County Administrator Laura Curran said: “Since the beginning of the first phase, the residents of Nassau have shown collective determination to enable us to contain the infection, but pandemic fatigue has brought new challenges. Although We may be tired of coping with COVID-19, but we are not tired of our memories. The dark days of March and April are still fresh in our memory, and we must not look back.”

Suffolk County did not comment on the number of cases.

Dr. David Battinelli, Chief Medical Officer of Northwell Health, said: “People get sick at mass gatherings, such as community events and weddings. At small gatherings where people wear masks, they are not sick.”

Despite this, the positive rates in Long Island and New York State are still lower than in the rest of the country. Cuomo said this week that New York is the second lowest city in the United States.

In New York, “a very worrying number”

Mayor Bill de Blasio (Bill de Blasio) warned that New York City initially suffered the most from the coronavirus pandemic in the United States, but has since continued to be one of the countries with the lowest infection rates in the country. Is facing a second wave of risks.

de Blasio said that based on samples taken on Tuesday, the city’s new COVID-19 positive level has risen to 2.7%, which makes him worried about recovery. He said the city’s seven-day average rolling rate was 1.92%.

De Blasio said on MSNBC on Thursday morning: “Now, everywhere around us is facing threats, and the threats are increasing.” He added: “We will do our best to stop the second wave.”

He said: “This is where I am getting more and more worried. This is the percentage of people who have tested positive for COVID-19 in the entire city.” “To be honest, every day varies according to the test results and number of tests returned. The daily report is not a perfect measure, but it is a very worrying number. It is actually twice as high as yesterday, but it also points to this. Somewhat abnormal.”

De Blasio reminds people to pay attention to Halloween parties, outings on Thanksgiving and general indoor parties.

More than 168,000 tests

In the test completed on Wednesday, the state’s “hot spots” or cluster areas facing more preventive restrictions had a positive level of 3.24%. The statewide positive rate (excluding hotspots) is 1.25%, and those “micro clusters” that include oversampling are 1.48%.
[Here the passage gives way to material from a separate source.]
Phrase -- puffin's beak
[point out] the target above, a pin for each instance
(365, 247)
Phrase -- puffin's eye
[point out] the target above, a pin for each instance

Cuomo said the state completed a record 168,353 COVID-19 tests on Wednesday.

The number of people hospitalized due to the virus in the state remained unchanged at 1,085. On Wednesday, 19 people died from causes related to COVID-19.

School officials said that Commack High School closed Thursday after students tested positive for COVID-19, and added that the school may reopen on Friday.

According to the state’s COVID-19 report card, as of September 8, Long Island public and private schools had reported a total of 921 coronavirus-positive cases, an increase of 35 cases from the previous day. Among them, 683 students, 238 teachers and staff. A total of 2,885 students and 1,502 faculty members across the state, a total of 4,387 tested positive during this period.